Isso acontece porque nem sempre buscamos apenas aquilo que nos faz bem. Às vezes, buscamos aquilo que se tornou familiar para nossas feridas.
Quando passamos muito tempo vivendo dores, conflitos ou carências emocionais, podemos acabar nos acostumando inconscientemente com certas frequências emocionais. E então começamos a procurar distrações, pessoas, conteúdos ou experiências que alimentem exatamente os sentimentos que já existem dentro de nós.
Não porque queremos sofrer conscientemente, mas porque nossa mente tende a repetir aquilo que ainda não foi curado.
É por isso que, muitas vezes, sentimos atração por histórias carregadas de sofrimento, vingança, abandono, conflitos ou tristeza. Talvez porque essas emoções estejam ressoando silenciosamente dentro da nossa própria realidade emocional.

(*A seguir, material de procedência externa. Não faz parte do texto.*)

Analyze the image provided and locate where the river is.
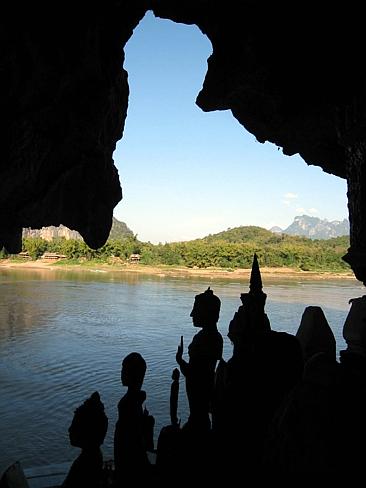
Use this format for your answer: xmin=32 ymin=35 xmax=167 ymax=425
xmin=0 ymin=269 xmax=365 ymax=473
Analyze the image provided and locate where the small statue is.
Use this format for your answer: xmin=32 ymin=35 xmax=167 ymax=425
xmin=62 ymin=391 xmax=108 ymax=488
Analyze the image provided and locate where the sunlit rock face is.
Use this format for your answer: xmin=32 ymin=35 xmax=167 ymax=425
xmin=0 ymin=0 xmax=366 ymax=281
xmin=0 ymin=1 xmax=144 ymax=252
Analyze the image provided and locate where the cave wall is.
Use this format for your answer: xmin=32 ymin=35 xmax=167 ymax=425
xmin=0 ymin=0 xmax=366 ymax=281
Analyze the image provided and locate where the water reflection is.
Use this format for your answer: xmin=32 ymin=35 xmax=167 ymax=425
xmin=0 ymin=269 xmax=364 ymax=471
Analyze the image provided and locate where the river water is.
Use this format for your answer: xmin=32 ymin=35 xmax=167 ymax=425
xmin=0 ymin=269 xmax=365 ymax=473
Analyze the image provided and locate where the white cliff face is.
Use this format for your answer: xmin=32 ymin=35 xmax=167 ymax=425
xmin=23 ymin=224 xmax=82 ymax=241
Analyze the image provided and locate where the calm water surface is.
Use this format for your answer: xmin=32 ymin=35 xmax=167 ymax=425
xmin=0 ymin=269 xmax=365 ymax=472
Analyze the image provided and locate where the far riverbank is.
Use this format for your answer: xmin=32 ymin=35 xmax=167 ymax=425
xmin=0 ymin=259 xmax=359 ymax=283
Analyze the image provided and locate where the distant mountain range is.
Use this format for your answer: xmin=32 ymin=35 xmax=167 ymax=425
xmin=270 ymin=215 xmax=349 ymax=239
xmin=23 ymin=217 xmax=134 ymax=241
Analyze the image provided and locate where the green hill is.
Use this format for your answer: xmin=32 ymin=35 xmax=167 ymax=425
xmin=109 ymin=217 xmax=134 ymax=239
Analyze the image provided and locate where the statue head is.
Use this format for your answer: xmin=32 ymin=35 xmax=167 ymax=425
xmin=172 ymin=368 xmax=180 ymax=381
xmin=343 ymin=295 xmax=366 ymax=356
xmin=121 ymin=352 xmax=146 ymax=389
xmin=69 ymin=391 xmax=108 ymax=449
xmin=296 ymin=306 xmax=336 ymax=361
xmin=190 ymin=287 xmax=221 ymax=327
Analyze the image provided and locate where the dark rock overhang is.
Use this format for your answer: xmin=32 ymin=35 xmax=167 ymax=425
xmin=0 ymin=0 xmax=366 ymax=281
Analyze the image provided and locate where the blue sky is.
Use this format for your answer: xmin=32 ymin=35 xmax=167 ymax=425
xmin=113 ymin=13 xmax=348 ymax=243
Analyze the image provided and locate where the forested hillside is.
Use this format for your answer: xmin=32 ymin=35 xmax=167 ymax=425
xmin=0 ymin=226 xmax=350 ymax=271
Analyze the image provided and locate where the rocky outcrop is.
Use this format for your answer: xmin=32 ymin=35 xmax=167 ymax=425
xmin=0 ymin=0 xmax=366 ymax=281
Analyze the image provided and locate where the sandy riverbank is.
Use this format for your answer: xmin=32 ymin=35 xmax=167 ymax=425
xmin=0 ymin=259 xmax=357 ymax=281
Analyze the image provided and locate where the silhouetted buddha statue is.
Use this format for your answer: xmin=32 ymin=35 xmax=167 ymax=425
xmin=176 ymin=288 xmax=223 ymax=483
xmin=62 ymin=391 xmax=108 ymax=488
xmin=176 ymin=287 xmax=223 ymax=431
xmin=114 ymin=352 xmax=152 ymax=486
xmin=296 ymin=306 xmax=336 ymax=361
xmin=263 ymin=306 xmax=340 ymax=477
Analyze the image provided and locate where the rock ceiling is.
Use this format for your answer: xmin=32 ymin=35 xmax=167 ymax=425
xmin=0 ymin=0 xmax=366 ymax=281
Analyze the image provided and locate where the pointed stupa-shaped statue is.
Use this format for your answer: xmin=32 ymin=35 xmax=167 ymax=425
xmin=240 ymin=253 xmax=267 ymax=314
xmin=249 ymin=253 xmax=263 ymax=294
xmin=228 ymin=254 xmax=271 ymax=353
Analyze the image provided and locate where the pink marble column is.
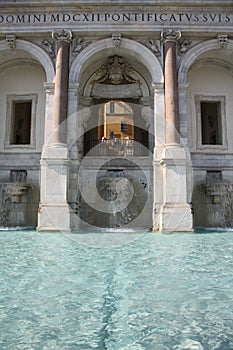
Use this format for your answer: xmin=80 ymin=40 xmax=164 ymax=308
xmin=52 ymin=30 xmax=72 ymax=144
xmin=162 ymin=30 xmax=181 ymax=144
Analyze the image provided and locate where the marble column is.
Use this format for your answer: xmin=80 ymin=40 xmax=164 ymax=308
xmin=53 ymin=30 xmax=72 ymax=144
xmin=162 ymin=30 xmax=181 ymax=144
xmin=37 ymin=30 xmax=72 ymax=232
xmin=153 ymin=30 xmax=192 ymax=232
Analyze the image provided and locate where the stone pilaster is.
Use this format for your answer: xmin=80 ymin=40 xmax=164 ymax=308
xmin=37 ymin=30 xmax=72 ymax=231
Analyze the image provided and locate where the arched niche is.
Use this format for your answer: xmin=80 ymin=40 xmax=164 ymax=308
xmin=178 ymin=39 xmax=233 ymax=84
xmin=70 ymin=39 xmax=164 ymax=83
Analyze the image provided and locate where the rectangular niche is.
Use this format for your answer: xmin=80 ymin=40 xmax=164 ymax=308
xmin=5 ymin=94 xmax=37 ymax=148
xmin=195 ymin=95 xmax=227 ymax=149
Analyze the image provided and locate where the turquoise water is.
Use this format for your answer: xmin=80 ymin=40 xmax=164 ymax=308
xmin=0 ymin=230 xmax=233 ymax=350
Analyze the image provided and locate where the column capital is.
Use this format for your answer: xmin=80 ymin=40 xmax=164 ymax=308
xmin=161 ymin=29 xmax=181 ymax=42
xmin=52 ymin=29 xmax=72 ymax=43
xmin=152 ymin=83 xmax=164 ymax=93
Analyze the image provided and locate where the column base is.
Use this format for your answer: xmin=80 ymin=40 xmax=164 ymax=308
xmin=37 ymin=203 xmax=71 ymax=232
xmin=153 ymin=203 xmax=193 ymax=233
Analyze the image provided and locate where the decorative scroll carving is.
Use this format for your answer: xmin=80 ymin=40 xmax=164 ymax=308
xmin=52 ymin=29 xmax=72 ymax=42
xmin=112 ymin=34 xmax=121 ymax=49
xmin=72 ymin=38 xmax=91 ymax=56
xmin=146 ymin=39 xmax=161 ymax=56
xmin=179 ymin=39 xmax=191 ymax=55
xmin=96 ymin=56 xmax=135 ymax=85
xmin=41 ymin=39 xmax=55 ymax=58
xmin=6 ymin=34 xmax=16 ymax=49
xmin=218 ymin=34 xmax=228 ymax=49
xmin=161 ymin=29 xmax=181 ymax=41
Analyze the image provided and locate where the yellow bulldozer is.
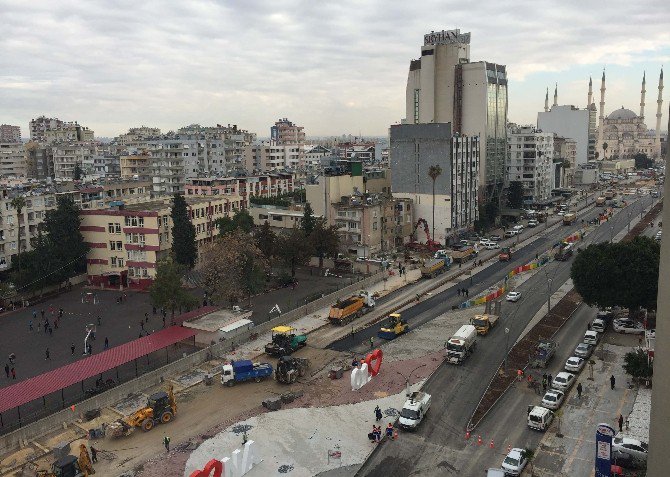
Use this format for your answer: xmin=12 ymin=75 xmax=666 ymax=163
xmin=108 ymin=385 xmax=177 ymax=437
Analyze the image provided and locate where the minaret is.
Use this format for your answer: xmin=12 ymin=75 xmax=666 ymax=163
xmin=544 ymin=88 xmax=549 ymax=113
xmin=640 ymin=71 xmax=647 ymax=121
xmin=654 ymin=68 xmax=663 ymax=158
xmin=598 ymin=69 xmax=605 ymax=159
xmin=553 ymin=83 xmax=558 ymax=106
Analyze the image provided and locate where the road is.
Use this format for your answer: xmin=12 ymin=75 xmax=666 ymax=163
xmin=357 ymin=197 xmax=651 ymax=476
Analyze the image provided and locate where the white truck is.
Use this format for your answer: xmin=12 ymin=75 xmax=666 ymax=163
xmin=445 ymin=325 xmax=477 ymax=364
xmin=528 ymin=406 xmax=554 ymax=431
xmin=398 ymin=391 xmax=430 ymax=430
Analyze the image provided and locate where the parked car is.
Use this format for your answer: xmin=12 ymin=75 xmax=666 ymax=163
xmin=500 ymin=447 xmax=528 ymax=475
xmin=565 ymin=356 xmax=586 ymax=374
xmin=573 ymin=343 xmax=593 ymax=359
xmin=551 ymin=371 xmax=575 ymax=391
xmin=612 ymin=434 xmax=649 ymax=462
xmin=614 ymin=319 xmax=644 ymax=334
xmin=542 ymin=389 xmax=565 ymax=410
xmin=505 ymin=292 xmax=521 ymax=303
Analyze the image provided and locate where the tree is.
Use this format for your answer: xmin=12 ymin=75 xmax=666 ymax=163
xmin=254 ymin=220 xmax=277 ymax=260
xmin=277 ymin=228 xmax=313 ymax=277
xmin=570 ymin=237 xmax=660 ymax=311
xmin=149 ymin=258 xmax=197 ymax=316
xmin=73 ymin=162 xmax=83 ymax=181
xmin=214 ymin=210 xmax=254 ymax=235
xmin=633 ymin=152 xmax=653 ymax=169
xmin=300 ymin=202 xmax=316 ymax=237
xmin=507 ymin=181 xmax=523 ymax=209
xmin=171 ymin=194 xmax=198 ymax=268
xmin=199 ymin=230 xmax=269 ymax=304
xmin=309 ymin=219 xmax=340 ymax=268
xmin=428 ymin=165 xmax=442 ymax=240
xmin=623 ymin=348 xmax=654 ymax=379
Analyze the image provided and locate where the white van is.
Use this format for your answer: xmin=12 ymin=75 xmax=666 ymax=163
xmin=582 ymin=330 xmax=600 ymax=346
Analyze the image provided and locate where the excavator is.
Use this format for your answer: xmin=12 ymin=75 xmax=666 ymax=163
xmin=36 ymin=444 xmax=95 ymax=477
xmin=275 ymin=356 xmax=309 ymax=384
xmin=109 ymin=385 xmax=177 ymax=437
xmin=407 ymin=218 xmax=442 ymax=253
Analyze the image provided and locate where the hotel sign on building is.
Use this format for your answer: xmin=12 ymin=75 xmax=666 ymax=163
xmin=423 ymin=30 xmax=470 ymax=46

E quanto mais alimentamos determinados sentimentos e pensamentos, mais fortalecemos certos estados internos.
Por isso, cuidar daquilo que consumimos emocionalmente também é uma forma de cuidar da nossa energia, da nossa mente e da nossa saúde interior.
Mas essa transformação não começa apenas mudando o que está fora. Ela começa quando criamos coragem para olhar honestamente para dentro de nós mesmos.

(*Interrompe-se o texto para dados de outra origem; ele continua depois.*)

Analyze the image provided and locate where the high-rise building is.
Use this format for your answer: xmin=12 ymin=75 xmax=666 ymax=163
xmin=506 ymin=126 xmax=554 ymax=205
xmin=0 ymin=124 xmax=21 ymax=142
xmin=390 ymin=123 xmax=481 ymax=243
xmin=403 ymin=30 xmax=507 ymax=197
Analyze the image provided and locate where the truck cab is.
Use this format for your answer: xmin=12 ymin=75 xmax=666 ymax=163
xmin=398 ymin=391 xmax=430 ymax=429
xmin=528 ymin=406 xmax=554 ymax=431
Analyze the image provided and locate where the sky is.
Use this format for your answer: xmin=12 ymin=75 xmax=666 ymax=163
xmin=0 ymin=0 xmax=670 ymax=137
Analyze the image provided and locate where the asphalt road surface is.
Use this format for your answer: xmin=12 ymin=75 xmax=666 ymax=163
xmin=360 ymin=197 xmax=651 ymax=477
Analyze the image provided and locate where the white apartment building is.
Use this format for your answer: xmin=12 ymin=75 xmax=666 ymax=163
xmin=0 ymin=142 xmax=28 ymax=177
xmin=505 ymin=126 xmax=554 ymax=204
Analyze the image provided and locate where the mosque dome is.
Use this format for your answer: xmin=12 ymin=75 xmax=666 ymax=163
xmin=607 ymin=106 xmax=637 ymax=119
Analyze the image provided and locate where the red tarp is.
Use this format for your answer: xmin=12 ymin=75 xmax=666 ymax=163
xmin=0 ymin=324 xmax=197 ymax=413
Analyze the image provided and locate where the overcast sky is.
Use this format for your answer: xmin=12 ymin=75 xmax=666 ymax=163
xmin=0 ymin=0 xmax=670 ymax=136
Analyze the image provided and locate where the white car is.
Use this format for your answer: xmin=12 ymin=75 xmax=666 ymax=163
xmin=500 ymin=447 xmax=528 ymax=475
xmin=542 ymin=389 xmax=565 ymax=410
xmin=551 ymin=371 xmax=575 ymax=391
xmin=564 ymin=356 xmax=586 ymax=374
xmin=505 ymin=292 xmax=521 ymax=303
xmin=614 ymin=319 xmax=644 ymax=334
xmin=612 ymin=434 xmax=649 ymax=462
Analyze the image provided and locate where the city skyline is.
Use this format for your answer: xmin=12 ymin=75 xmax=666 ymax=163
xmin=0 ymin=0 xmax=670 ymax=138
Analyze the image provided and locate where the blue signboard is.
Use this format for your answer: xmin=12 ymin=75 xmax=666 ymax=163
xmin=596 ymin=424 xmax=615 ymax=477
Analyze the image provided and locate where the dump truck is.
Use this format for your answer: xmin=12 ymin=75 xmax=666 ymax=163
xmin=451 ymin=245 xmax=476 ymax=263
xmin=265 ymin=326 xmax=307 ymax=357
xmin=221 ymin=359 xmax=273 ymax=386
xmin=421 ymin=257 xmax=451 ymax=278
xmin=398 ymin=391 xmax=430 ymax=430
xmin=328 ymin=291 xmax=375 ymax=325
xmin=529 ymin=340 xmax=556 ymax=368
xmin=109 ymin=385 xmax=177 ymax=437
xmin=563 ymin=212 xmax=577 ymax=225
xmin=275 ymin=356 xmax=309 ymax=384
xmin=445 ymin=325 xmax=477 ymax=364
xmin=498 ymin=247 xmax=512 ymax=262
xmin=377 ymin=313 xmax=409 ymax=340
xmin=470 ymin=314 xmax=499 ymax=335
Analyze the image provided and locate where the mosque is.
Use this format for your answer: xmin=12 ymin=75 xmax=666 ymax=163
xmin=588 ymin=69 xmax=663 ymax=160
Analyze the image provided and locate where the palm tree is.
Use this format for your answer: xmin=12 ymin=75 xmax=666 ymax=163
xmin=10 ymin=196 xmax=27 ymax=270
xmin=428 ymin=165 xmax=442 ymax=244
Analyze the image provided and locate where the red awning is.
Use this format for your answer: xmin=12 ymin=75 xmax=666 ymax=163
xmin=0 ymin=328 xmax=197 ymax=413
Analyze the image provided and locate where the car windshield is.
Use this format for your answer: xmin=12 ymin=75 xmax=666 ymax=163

Quais dores ainda estão guiando suas escolhas?
Quais vazios você tenta preencher através de distrações, excessos ou relações desgastantes?
O que sua alma está tentando pedir através desses padrões repetitivos?
Enquanto não compreendemos a raiz emocional das nossas escolhas, tendemos a repetir ciclos que nos afastam da paz que tanto desejamos.
E talvez uma das maiores ilusões humanas seja acreditar que o sofrimento vem apenas do mundo exterior.
Muitas vezes, o maior conflito acontece dentro da própria mente: pensamentos que diminuem nossa autoestima, medos constantes, autocrítica excessiva, culpa, insegurança e padrões emocionais que silenciosamente enfraquecem nossa luz interior.
Mas sua mente não precisa ser sua inimiga. Ela também pode se tornar um espaço de acolhimento, consciência e cura.
Tudo começa quando você passa a tratar a si mesmo com mais presença, compaixão e responsabilidade emocional.
Porque, aos poucos, quando mudamos aquilo que alimentamos dentro de nós, nossa vida também começa a mudar por fora.
E talvez a verdadeira paz não esteja em fugir da dor, mas em finalmente compreender o que ela estava tentando nos ensinar.